Подоконник ничем не задрапированного окна был заставлен винными бутылками; на кровати, покрытой грубым шерстяным одеялом, валялись газеты, выкройки, ноты, куски сатина. Обеденный стол не прибран…
— Ничего не понимаю. — Потапенко ходил мелкими шажками по комнате, задевая стулья. — Ничего не понимаю…
— Присядьте, — сказал Шумский. — Я думаю, вы сами все прекрасно знаете. Между прочим, чей это пиджак?
Он снял пиджак с вешалки, осмотрел карманы, подкладку, пуговицы и повесил обратно на шкаф.
— Мой… Старый он, все хочу переделать, да времени не хватает.

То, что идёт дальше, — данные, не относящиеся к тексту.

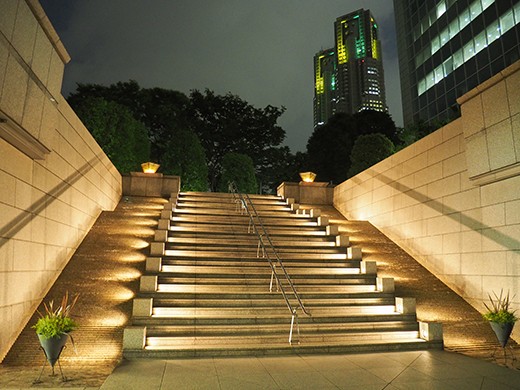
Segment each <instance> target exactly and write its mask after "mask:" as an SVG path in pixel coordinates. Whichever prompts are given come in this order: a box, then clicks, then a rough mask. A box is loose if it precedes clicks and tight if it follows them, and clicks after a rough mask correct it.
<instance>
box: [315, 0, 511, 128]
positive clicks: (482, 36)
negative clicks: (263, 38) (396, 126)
mask: <svg viewBox="0 0 520 390" xmlns="http://www.w3.org/2000/svg"><path fill="white" fill-rule="evenodd" d="M393 3H394V16H395V21H396V38H397V48H398V55H399V73H400V79H401V80H400V81H401V94H402V100H403V121H404V126H408V125H411V124H414V123H419V122H425V123H429V124H433V123H436V122H437V123H442V122H447V121H450V120H451V119H454V118H456V117H458V116H459V115H460V112H459V108H458V104H457V98H458V97H460V96H462V95H464V94H465V93H467V92H468V91H470V90H472V89H473V88H475V87H476V86H477V85H479V84H482V83H483V82H485V81H486V80H488V79H489V78H491V77H493V76H494V75H496V74H497V73H500V72H501V71H502V70H504V69H505V68H507V67H508V66H509V65H511V64H514V63H516V62H517V61H519V60H520V0H393ZM334 32H335V46H334V47H333V48H331V49H328V50H323V51H320V52H319V53H317V54H316V55H315V57H314V72H315V93H314V127H315V128H316V127H317V126H320V125H321V124H324V123H326V122H327V120H328V119H329V118H330V117H331V116H332V115H333V114H335V113H339V112H345V113H348V114H353V113H356V112H358V111H361V110H366V109H372V110H377V111H386V110H387V108H386V99H385V84H384V76H383V62H382V58H381V43H380V41H379V36H380V32H379V29H378V26H377V23H376V21H375V20H374V17H373V16H372V15H371V13H370V11H368V10H363V9H360V10H358V11H355V12H352V13H350V14H347V15H344V16H341V17H339V18H337V19H336V22H335V23H334Z"/></svg>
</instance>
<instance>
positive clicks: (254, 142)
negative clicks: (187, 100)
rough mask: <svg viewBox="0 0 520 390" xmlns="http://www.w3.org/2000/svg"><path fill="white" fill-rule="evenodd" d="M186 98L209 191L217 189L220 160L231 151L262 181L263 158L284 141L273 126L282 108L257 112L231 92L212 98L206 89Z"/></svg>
mask: <svg viewBox="0 0 520 390" xmlns="http://www.w3.org/2000/svg"><path fill="white" fill-rule="evenodd" d="M190 99H191V111H190V112H191V123H192V126H193V129H194V131H195V133H196V134H197V135H198V136H199V138H200V140H201V143H202V146H203V147H204V150H205V151H206V158H207V162H208V172H209V182H210V188H211V189H212V190H216V189H217V188H218V183H219V180H220V175H221V172H222V161H223V158H224V156H225V155H226V154H228V153H233V152H236V153H242V154H246V155H248V156H249V157H250V158H251V159H252V161H253V166H254V167H255V170H256V172H257V173H259V176H260V179H261V181H264V179H263V172H264V167H265V165H266V164H267V163H266V161H267V160H268V158H267V157H266V156H267V155H268V154H269V151H270V149H271V148H273V147H276V146H278V145H279V144H281V143H282V141H283V139H284V138H285V131H284V130H283V129H282V128H281V127H280V126H278V125H277V124H276V122H277V120H278V118H279V117H280V116H281V115H282V114H283V112H284V111H285V108H283V107H282V108H277V107H273V106H270V105H268V106H266V107H265V108H263V109H259V108H256V107H253V106H252V105H250V104H249V103H247V102H246V101H244V100H242V99H240V98H239V97H238V96H236V95H232V94H231V93H228V94H226V95H216V94H215V93H214V92H213V91H210V90H208V89H206V90H205V92H204V93H201V92H199V91H197V90H194V91H192V92H191V94H190Z"/></svg>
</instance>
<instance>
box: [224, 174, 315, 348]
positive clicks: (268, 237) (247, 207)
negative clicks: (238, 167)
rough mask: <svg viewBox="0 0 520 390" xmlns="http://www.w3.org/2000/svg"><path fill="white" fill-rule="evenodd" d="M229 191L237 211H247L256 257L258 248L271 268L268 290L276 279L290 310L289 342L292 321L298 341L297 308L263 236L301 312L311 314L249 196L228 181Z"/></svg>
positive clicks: (298, 333) (299, 336) (308, 314)
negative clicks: (269, 280)
mask: <svg viewBox="0 0 520 390" xmlns="http://www.w3.org/2000/svg"><path fill="white" fill-rule="evenodd" d="M229 192H231V194H232V195H233V200H234V201H235V203H236V205H237V211H238V209H240V211H241V213H243V212H244V211H245V212H247V215H248V217H249V226H248V233H249V232H250V231H251V228H253V232H254V233H255V234H256V236H257V237H258V248H257V257H258V256H259V252H260V249H262V254H263V257H264V258H266V259H267V261H268V263H269V266H270V268H271V282H270V284H269V291H271V292H272V289H273V281H274V280H275V281H276V286H277V290H279V291H281V293H282V296H283V298H284V301H285V304H286V305H287V308H288V309H289V311H290V312H291V316H292V318H291V330H290V332H289V343H290V344H292V336H293V328H294V322H295V321H296V329H297V332H298V342H299V338H300V325H299V322H298V312H297V308H294V307H293V305H292V304H291V302H290V301H289V298H288V297H287V294H286V292H285V289H284V287H283V285H282V283H281V281H280V278H279V276H278V274H277V272H276V264H273V260H272V259H271V258H270V257H269V252H268V251H267V250H266V245H265V243H264V237H265V238H266V239H267V242H268V243H269V246H270V248H271V251H272V253H273V254H274V256H275V257H276V262H277V263H278V264H279V265H280V268H281V269H282V271H283V273H284V276H285V279H286V281H287V283H288V284H289V286H290V287H291V290H292V293H293V295H294V297H295V298H296V300H297V301H298V306H299V307H300V308H301V310H302V312H303V313H304V314H306V315H307V316H311V314H310V313H309V312H308V311H307V309H306V308H305V306H304V304H303V302H302V300H301V298H300V295H299V294H298V292H297V291H296V288H295V287H294V284H293V282H292V280H291V277H290V276H289V274H288V273H287V270H286V269H285V266H284V264H283V261H282V259H281V258H280V256H279V255H278V252H277V251H276V248H275V246H274V244H273V242H272V241H271V237H269V234H268V233H267V230H266V228H265V226H264V224H263V222H262V219H261V218H260V215H259V214H258V211H257V210H256V207H255V205H254V204H253V202H252V201H251V198H250V197H249V195H248V194H242V193H240V192H238V190H237V188H236V185H235V184H234V183H232V182H231V183H229ZM248 204H249V205H250V206H251V209H252V211H253V213H254V214H253V213H251V210H250V208H249V206H248ZM255 217H256V220H257V221H258V224H259V225H260V227H261V229H262V232H260V231H259V230H258V227H257V224H256V223H255Z"/></svg>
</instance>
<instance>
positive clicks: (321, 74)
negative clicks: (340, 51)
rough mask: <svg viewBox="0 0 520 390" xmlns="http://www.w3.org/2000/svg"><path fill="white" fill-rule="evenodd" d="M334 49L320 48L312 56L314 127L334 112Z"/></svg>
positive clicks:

— На что у вас время уходит? Где вы работаете? — Шумский открыл дверцы. В шкафу висели серые, черные, коричневые костюмы. Некоторые были отутюжены, другие еще недошиты: рукава и полы не подрублены, на месте лацканов — мешковина, приметанная крупными стежками.
— Сейчас временно не работаю.
— Шьете? — кивнул Шумский на шкаф.
Потапенко вдруг ожесточился, сжал кулаки; толстые губы перекосились, но в глазах, вдавленных в мясистое, дряблое уже лицо, застыла мучительная неизвестность: что эти люди знают о нем?

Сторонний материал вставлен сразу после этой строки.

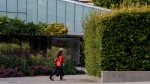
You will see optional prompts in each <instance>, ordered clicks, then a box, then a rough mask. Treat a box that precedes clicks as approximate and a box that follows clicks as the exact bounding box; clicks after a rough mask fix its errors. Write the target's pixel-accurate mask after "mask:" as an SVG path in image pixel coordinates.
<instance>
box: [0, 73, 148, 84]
mask: <svg viewBox="0 0 150 84" xmlns="http://www.w3.org/2000/svg"><path fill="white" fill-rule="evenodd" d="M65 79H66V81H60V80H59V77H56V78H55V81H51V80H50V79H49V76H34V77H10V78H0V84H101V83H99V82H94V81H91V80H88V79H87V75H65ZM103 84H150V81H149V82H122V83H103Z"/></svg>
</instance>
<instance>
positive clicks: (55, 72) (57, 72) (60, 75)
mask: <svg viewBox="0 0 150 84" xmlns="http://www.w3.org/2000/svg"><path fill="white" fill-rule="evenodd" d="M54 75H56V76H57V77H58V76H59V75H60V79H62V76H64V71H63V68H62V67H60V66H56V68H55V70H54V71H53V73H52V74H51V75H50V76H54Z"/></svg>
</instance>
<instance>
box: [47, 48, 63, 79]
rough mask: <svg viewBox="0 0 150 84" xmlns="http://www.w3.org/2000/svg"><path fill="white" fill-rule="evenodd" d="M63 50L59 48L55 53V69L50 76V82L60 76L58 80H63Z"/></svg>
mask: <svg viewBox="0 0 150 84" xmlns="http://www.w3.org/2000/svg"><path fill="white" fill-rule="evenodd" d="M63 50H64V49H63V48H60V49H59V51H58V52H57V55H56V56H57V57H56V58H55V59H54V62H55V63H56V68H55V70H54V72H53V73H52V74H51V75H50V77H49V78H50V80H52V81H54V78H55V77H56V76H57V77H58V76H59V75H60V80H65V79H64V72H63V63H64V57H63V55H62V52H63Z"/></svg>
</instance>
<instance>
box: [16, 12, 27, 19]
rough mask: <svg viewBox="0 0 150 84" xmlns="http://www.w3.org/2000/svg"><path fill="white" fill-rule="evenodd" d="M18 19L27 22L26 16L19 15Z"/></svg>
mask: <svg viewBox="0 0 150 84" xmlns="http://www.w3.org/2000/svg"><path fill="white" fill-rule="evenodd" d="M18 18H20V19H21V20H25V21H26V14H21V13H20V14H18Z"/></svg>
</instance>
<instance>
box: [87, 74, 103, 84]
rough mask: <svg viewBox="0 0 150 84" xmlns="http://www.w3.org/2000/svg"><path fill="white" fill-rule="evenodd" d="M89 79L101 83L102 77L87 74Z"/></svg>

— Из-за патента все это, да? Стукнули, подонки… Ненавидят меня соседи, житья не дают…
— За что же?
— Кто их знает, может, рожей не вышел…
— А, — улыбнулся Шумский. — Скажите, а на какие средства вы живете? От шитья? — И подумал: «А он не дурак, хорошо разыгрывает жертву доноса. За беспатентное шитье — штраф, предупреждение… Ему выгодно сейчас быть такой жертвой».
— В основном на эти.
— В основном? — саркастически заметил Шумский. — Кому вы шили?

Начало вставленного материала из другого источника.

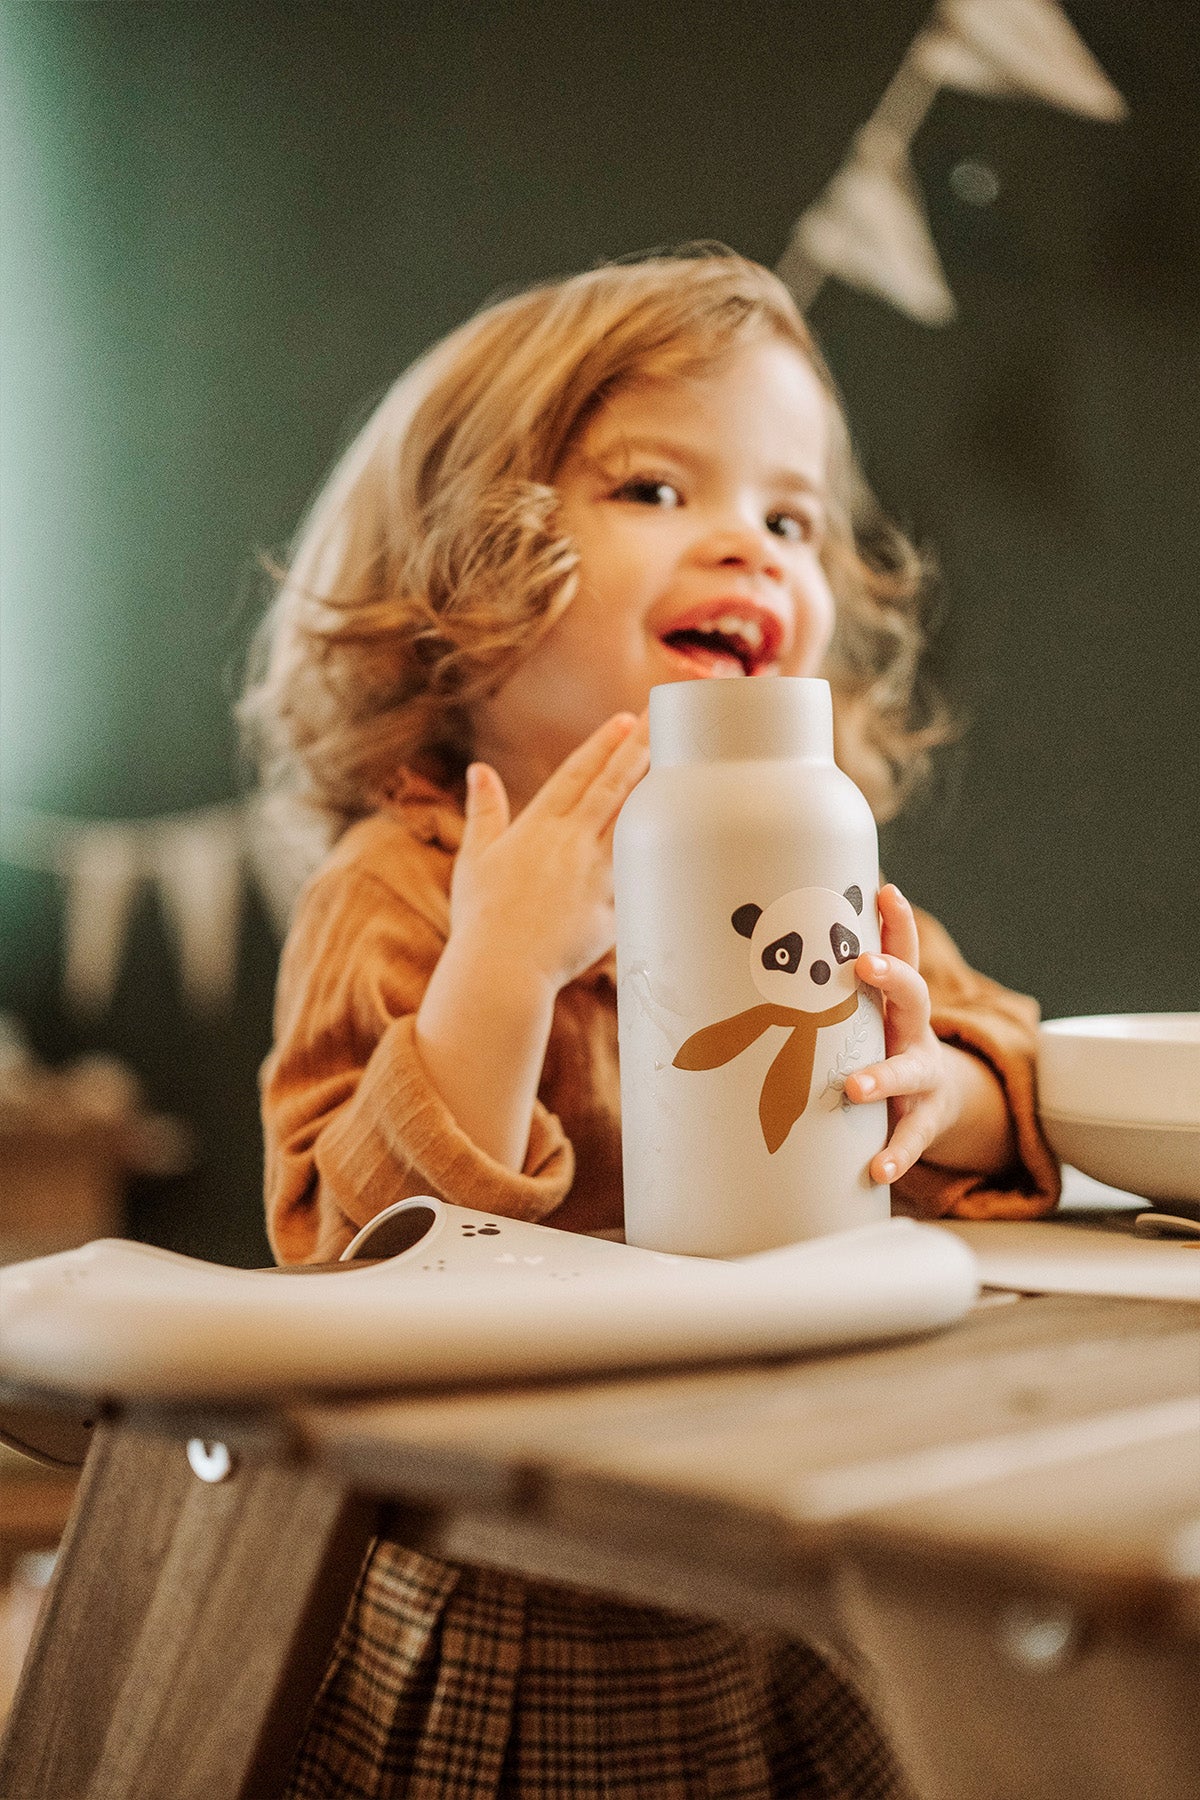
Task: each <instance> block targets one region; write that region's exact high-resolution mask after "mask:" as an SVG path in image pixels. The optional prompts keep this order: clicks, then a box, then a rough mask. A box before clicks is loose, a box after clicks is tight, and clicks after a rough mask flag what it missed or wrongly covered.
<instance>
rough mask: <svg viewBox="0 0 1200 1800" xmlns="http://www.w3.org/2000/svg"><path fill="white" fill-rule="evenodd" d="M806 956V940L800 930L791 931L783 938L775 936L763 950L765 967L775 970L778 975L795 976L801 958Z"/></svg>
mask: <svg viewBox="0 0 1200 1800" xmlns="http://www.w3.org/2000/svg"><path fill="white" fill-rule="evenodd" d="M802 956H804V940H802V938H801V934H799V931H790V932H786V936H783V938H775V941H774V943H768V945H766V949H765V950H763V968H770V970H774V974H777V976H793V974H795V972H797V968H799V967H801V958H802Z"/></svg>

— Разным знакомым, товарищам.
Шумский обследовал комнату, прощупал кровать, потом подошел к машине, открыл ящик. Среди иголок, старых наперстков, шпулек он заметил желтый тюбик, вынул и открыл его. Цвет помады был темный, вишневый.
— Вы холосты?
— Холост.
— А как попала к вам губная помада?
Потапенко сделал попытку улыбнуться, развел руками:
— Ей-богу, не припомню. Должно быть, кто-нибудь из женщин оставил… заказчиц…
— Вы ведь шьете мужское платье.
— Да, но может быть… это были и не заказчицы, — вызывая на интимность, сказал Потапенко.
— Все может быть, — ответил Шумский, откладывая в сторону тюбик.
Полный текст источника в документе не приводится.